Modelling between-cell heterogeneity in within-host influenza virus infection

Cell tropism, or the preference of a virus for particular cell types, has major implications for viral transmission, pathogenesis, and evolution. An increase in viral fitness — increased within-host replication, also leading to increased transmission between hosts — can result from a virus changing its cell tropism. This is illustrated in the context of influenza, where adaptation to infect cells expressing α 2-6 linked sialic acid receptors enhances human-to-human transmissibility. Target cell populations differ not only in abundance but also in intrinsic properties such as susceptibility, viral production, and interferon responses, rendering the relationship between tropism and viral fitness multi-faceted and complex. Understanding how different cell tropisms quantitatively change fitness remains an important open question in virology and quantitative biology.

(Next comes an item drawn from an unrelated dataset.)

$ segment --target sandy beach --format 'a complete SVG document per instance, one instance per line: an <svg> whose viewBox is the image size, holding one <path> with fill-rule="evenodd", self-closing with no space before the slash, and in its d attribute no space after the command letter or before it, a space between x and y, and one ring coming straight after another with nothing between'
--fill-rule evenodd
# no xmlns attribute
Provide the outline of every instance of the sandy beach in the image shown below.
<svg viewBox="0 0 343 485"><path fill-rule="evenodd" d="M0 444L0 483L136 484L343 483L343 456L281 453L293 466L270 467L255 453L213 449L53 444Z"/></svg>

Here, we present a within-host mathematical model that incorporates distinct target cell types differing in key properties, and examine how cell tropism affects viral fitness, as measured by metrics such as peak viral load, infection duration, or total virus produced. Our analysis reveals that tradeoffs may arise when cell types differ by multiple characteristics. We further demonstrate that model parameters describing heterogeneity between cell types can be more accurately inferred when cell type proportions are measured alongside viral load. Our findings provide a framework for assessing the links between viral evolution, cell tropism, and within-host fitness, and motivate the design of experiments to collect quantitative data on between-cell heterogeneity.